Tristezas, luto e uma certa paz - 26

Está tudo tão longe... longe e perto. Eu explico. Está lá no fim da tarde, é quase noite, chove, e o céu despovoa-se de qualquer astro. Mas está aqui na dobra da manga da minha camisa branca. No luto o tempo é outro... mas a dor é como um livro que já foi lido, é preciso jogá-lo ao lado, sim, tomar outro. Não quero outra dor. Está  tudo tão longe, frio, tão perto e quente, mais que isso... está aqui. Nas fibras, vibrações, órgãos e linhas. Vou pelas palavras procurando um ancoradouro, mas nem quero ancorar. O que quero? Definitivamente tudo é hoje. Eu quero um amanhã mesclado de ontens. Ah, não é fácil aceitar esse hoje egoísta que se levanta e vai adiante em amanhãs abusando e debochando das minhas perdas. Percorro as palavras e elas me fazem forte, momentaneamente forte. Talvez seja bom ser permanentemente forte.
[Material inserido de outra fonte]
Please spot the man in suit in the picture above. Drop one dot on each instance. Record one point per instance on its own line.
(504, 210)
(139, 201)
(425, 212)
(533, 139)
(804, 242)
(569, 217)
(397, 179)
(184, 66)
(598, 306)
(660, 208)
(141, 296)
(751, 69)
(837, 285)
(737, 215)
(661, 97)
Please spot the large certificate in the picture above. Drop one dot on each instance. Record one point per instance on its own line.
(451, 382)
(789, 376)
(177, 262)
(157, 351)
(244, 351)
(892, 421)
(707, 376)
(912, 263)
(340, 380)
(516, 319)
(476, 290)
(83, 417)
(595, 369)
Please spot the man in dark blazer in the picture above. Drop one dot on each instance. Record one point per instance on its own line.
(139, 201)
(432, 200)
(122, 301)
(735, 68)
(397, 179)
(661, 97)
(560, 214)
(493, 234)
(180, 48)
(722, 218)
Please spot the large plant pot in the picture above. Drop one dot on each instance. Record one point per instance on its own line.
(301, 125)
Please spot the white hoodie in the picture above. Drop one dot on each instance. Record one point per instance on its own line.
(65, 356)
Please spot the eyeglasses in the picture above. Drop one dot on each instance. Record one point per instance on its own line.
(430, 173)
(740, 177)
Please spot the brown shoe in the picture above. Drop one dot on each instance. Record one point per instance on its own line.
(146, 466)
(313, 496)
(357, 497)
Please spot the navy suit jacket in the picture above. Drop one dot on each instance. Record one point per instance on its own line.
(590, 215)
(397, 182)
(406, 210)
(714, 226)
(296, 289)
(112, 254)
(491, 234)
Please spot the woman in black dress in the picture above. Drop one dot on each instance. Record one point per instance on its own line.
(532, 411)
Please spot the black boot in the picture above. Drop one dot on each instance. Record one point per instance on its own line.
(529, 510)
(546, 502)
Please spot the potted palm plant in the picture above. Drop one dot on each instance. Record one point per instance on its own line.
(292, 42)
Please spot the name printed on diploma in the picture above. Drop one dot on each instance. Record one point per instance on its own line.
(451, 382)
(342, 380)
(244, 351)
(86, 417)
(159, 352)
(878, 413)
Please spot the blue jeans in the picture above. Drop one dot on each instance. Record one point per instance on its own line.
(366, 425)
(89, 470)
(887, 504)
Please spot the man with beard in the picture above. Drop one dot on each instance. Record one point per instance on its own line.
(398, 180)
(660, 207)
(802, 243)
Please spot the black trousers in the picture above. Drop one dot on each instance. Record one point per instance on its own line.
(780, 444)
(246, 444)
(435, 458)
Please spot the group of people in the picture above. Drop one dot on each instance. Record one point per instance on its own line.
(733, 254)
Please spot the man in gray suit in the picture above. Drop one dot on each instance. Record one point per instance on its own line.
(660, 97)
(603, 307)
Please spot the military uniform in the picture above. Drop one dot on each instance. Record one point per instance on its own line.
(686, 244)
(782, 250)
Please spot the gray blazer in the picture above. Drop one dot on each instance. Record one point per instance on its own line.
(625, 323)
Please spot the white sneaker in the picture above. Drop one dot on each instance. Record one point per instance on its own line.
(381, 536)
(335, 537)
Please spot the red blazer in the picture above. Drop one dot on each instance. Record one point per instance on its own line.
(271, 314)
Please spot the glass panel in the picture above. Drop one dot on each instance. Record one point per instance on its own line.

Mas, meu Deus, nas vezes em que fui forte, fui forte de fraquezas, usando-as, ajeitando-as de tal modo que pareciam força, usando-as como tijolos numa parede precariamente erguida.
Tristezas, luto e uma certa paz - 25

Entre o passado e o futuro, às vezes, não é o presente que se constitui, mas outra coisa, devagar. Como se as rodas da vida ficassem travadas. Me acontece de cair nesses momentos e é como se eu tivesse a paz de uma compreensão, da vida, da morte, das belezas que vivi, das pessoas que vieram e se foram. Mas logo me dou por mim, e percebo que o sol vai se pondo... e a compreensão também.
Luto, tristezas e uma certa paz - 24

Amar todos os dias o que não mais se tem. Amar o que vai. Amar o que passa. Não há o que permanece, só o que passa. Sinto saudade. Luto. Afirmo a vida mesmo no luto. Uma janela aberta em dia de ventania, sem saber se seu destino é ficar aberta ou fechada. Bate, bate, uma janela de duas bandas, uma pequena janela que bate entre aberta e fechada, desencontradas bandas. Amar o destino, o próprio, acolher e despedir-se do que não fica, ficar em paz, não totalmente. O luto ora tira, ora traz. o luto passa lento. Novas perdas chegam rápidas. Amar o destino, amar o que passa. Saudade, jeito de dizer: enquanto passo você fica comigo, só enquanto passo, depois te deixo ir, indo junto.